Bruno Latour's impish genius was to carry the whole thing to something near its logical extreme. In his 1988 The Pasteurization of France, for example, he suggests that the important event of 1856 in the town of Lille was not just Louis Pasteur's discovery of microbes but also microbes' discovery of Louis Pasteur. The French scientist "collaborated" with microscopic entities to influence human history. The fact that it was called science was, at the deepest level, simply a feature of the swirling struggles for cultural power in that particular age.
Over the past few years, however, Latour has changed his mind. The occasion for the New York Times awestruck profile is a lecture-as-performance-art that Latour opened in New York on October 26—a lecture-performance he has already given in Canada and France. In one sense, it's about climate change.
In another sense, however, it's about class distinction. We live a post-truth time, or so the claim goes. But people with conservative, populist, and nationalistic political views appear to have learned the lessons of deconstruction a little too well, adopting that postmodern doubt about authority figures. The postmodern thinkers insisted that much of what passes for objective truths are simply claims to power—but the postmodernists never intended for such skeptical tools to fall into the hands of the great unwashed. Like Epicureanism, postmodernism was a philosophy that understood itself to belong solely to the intellectual elite. Postmodernism was a philosophy that, for its success among the self-congratulatory cognoscenti, required that ordinary people not believe it and go on with their ordinary lives—supporting the postmodernists by keeping the power plants running, the streets paved, and the supermarkets filled with food.
The New York Times makes no secret of its agenda. Despite such things as the anti-vaccine movement, for the Times anti-scientism is a flaw all examples of which are on the right: "The past decade has seen a precipitous rise not just in anti-scientific thinking—last year, only 37 percent of conservative Republicans believed in the occurrence of global warming, down from 50 percent in 2008—but in all manner of reactionary obscurantism, from online conspiracy theories to the much-discussed death of expertise.
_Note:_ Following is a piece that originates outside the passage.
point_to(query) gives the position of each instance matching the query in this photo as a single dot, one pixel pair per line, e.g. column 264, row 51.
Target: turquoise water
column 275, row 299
The election of Donald Trump, a president who invents the facts to suit his mood and goes after the credibility of anyone who contradicts him, would seem to represent the culmination of this epistemic rot. 'Do you believe in reality?' is now the question that half of America wants to ask the president and his legion of supporters."
Ava Kofman, the New York Times writer, faces much the same problem as Bruno Latour himself. On the one hand, they want to maintain the elite-class hipness of the postmodern intellectual turn. On the other hand, they want to take their leftist political views as a class distinction that separates them from the lower and middle classes. And no easy solution appears to be emerging.
Bruno's awkward position comes in part from the odd thing that is neo-Marxism these days: the improbable marriage of postmodern epistemology and Marxist politics, with social distinctions generally substituted for the economic distinctions of Marx's original class analysis. Jean-Paul Sartre, during his most Marxist period, dismissed the deconstructionists Michel Foucault and Jacques Derrida as the "young conservatives," perceiving that their postmodern theories of knowledge would prove unconstrained by the old-fashioned "scientific materialism" of Communism. Postmodernism might prove useful for destroying the bad conservative bits of the Modern age, but what would prevent it from then turning to destroy the good leftist bits?
Nothing, as it turns out. The corrosive effect of postmodern skepticism won't stop on command—not even the command of those who, like Bruno Latour, helped pour the deconstructing acid on Western civilization.